3. Cyclic Esters, as claimed in claim 108, where such cyclic esters are derived from the type X, A selected from the acidic group, Esters, lactic acid salts or amides, glycolic acid, tartaric acid, mandiic acid, malic acid, 1-hydroxy 1-cyclic acid. Hexane carboxylic, 2-hydroxy-2- (2-tetrahydrofuran) ethanoic acid, 2-hydroxy-2 (2-futonra Jasper) ethanoic, acid 2-hydroxy-2-phenylpropionyl, 2-hydroxy-2-methylfoam pionic acid, 2-hydroxy-2-methyl butyene Thanoic, 2-hydroxybutanoic acid, 2-hydroxypentanoic acid, 2-hydroxy-caproic acid, acid 2- hydroxy octanoic and a mixture of them 11

4. The cyclic ester component, as claimed in claim 112, where the cyclic ester is chosen from the group consists of L-lactide, D -. Lactide, M - Lactide and a combination of these 11.

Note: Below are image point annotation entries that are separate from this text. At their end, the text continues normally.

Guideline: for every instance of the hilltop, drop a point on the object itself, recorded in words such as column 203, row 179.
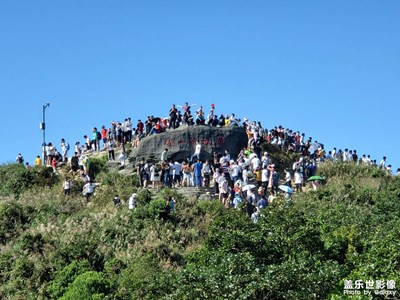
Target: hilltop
column 56, row 247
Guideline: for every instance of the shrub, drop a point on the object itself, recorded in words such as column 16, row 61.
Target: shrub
column 66, row 276
column 13, row 217
column 89, row 285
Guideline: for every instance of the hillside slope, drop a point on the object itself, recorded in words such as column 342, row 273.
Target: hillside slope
column 56, row 247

5. Cyclic Ester components as claimed in claim 112, where such cyclic esters contain less than approx. 200 ppm of water 11.

6. Packaged cyclic esters include: Cyclic Esters Less than approx. 20 ppm of water and less than approx. 1.0 meg free acid / kg cyclic esters where such produce was packaged in packages with a steam transmission rate of less than approx. 0.1 g / (100 Inches) (24 hrs.) At 100 ° F and 90% relative humidity 11.

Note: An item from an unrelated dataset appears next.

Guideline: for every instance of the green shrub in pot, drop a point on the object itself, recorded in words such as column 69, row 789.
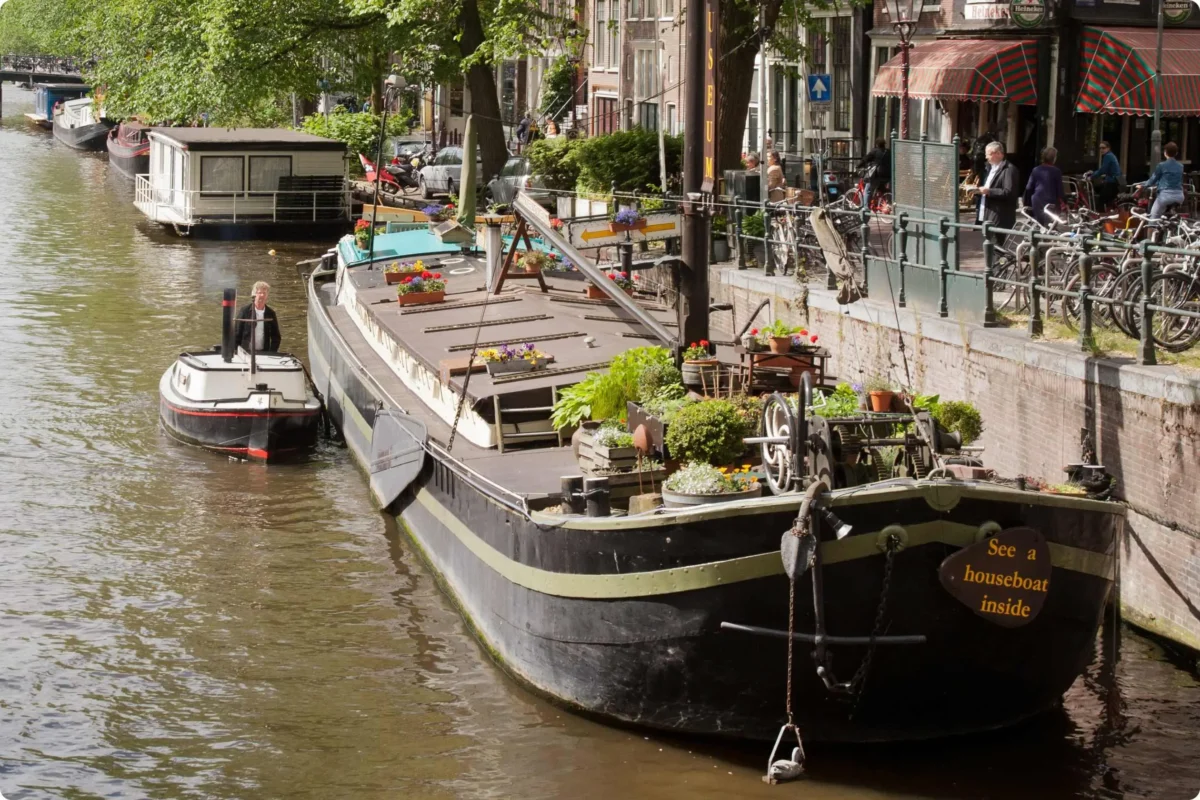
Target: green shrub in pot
column 709, row 432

7.Product packaged cyclic esters as claimed in claim 116, where such cyclic esters contain lactide 11.

8. Packaged Cyclic Ester Product, as claimed in Claim 116, where the package is selected from a group consisting of: Thin metal / polymer composite sheets, metal composite films, double-gap double-bag packaging systems, metal containers and glass containers.

9. Packaged cyclic ester product as claimed in claim 116, where the package is a composite sheet of thin metal / low-density polyethylene.

0. Packaged cyclic ester production, as requested in claim 116, where the amount of water available is less than approximately 60 ppm 12.

1.Products of cyclic esters are packaged, as requested in Clause 116, where the amount of water is less than approximately 20 ppm 12.

2.Product packaged cyclic ester, as claimed in Clause 121, where the amount of free acid is less than approximately 0.04 meg / kg cyclic ester 12.

3.Product packaged cyclic ester, as claimed in Clause 121, where the amount of free acid is less than approximately 0.04 meg / kg cyclic ester 12.

4. The process for the production of polymers that consists of cyclic processing. The esters form polymers at temperatures greater than approximately 150 degrees for less than approximately 30 hours, where the average degree of such polymerization is approximately 1700 12.

5. Procedures for claim 124, where the cyclic esters contain lactide. And the molecular weight of such polymers is at least about 400,000 12.

6. Proceeding of claim 124, where the water content of the aforementioned cyclic esters is approximately 20 ppm 12.

7. The process of claiming claim 124, where the free acid content of Such cyclic esters are less than approximately 0.04 meg / kg. Cyclic esters 12.

8. The process for the recovery of cyclic esters from the yield stream consisting of cyclic esters, impurities and solvents (a) evaporation of that part of the solvent to provide a stream of The yield is concentrated. Where the volatile solvent contains the amount of cyclic ester and impurity (b). Contact the volatile solvent with the first sorbent to separate at least one impurity from the The aforementioned volatile solvent selected from a group containing free acids, water and a mixture of them to produce a pure yield stream (c). The intensity of the aforementioned yield stream was crystallized with a solvent using a stream of Such pure solvent 12

9. Process for the right to claim that 128 consists of an additional process of touching the stream of the product with a second sorbent to separate at least one selected impurity from a group containing free acids, water and a mixture of them.

0. Process as claimed in claim 129 where the first sorbent contains anion exchange resin to separate the free acid. And where the second sorbent consists of a molecular sieve to separate the water to form a stream of pure product.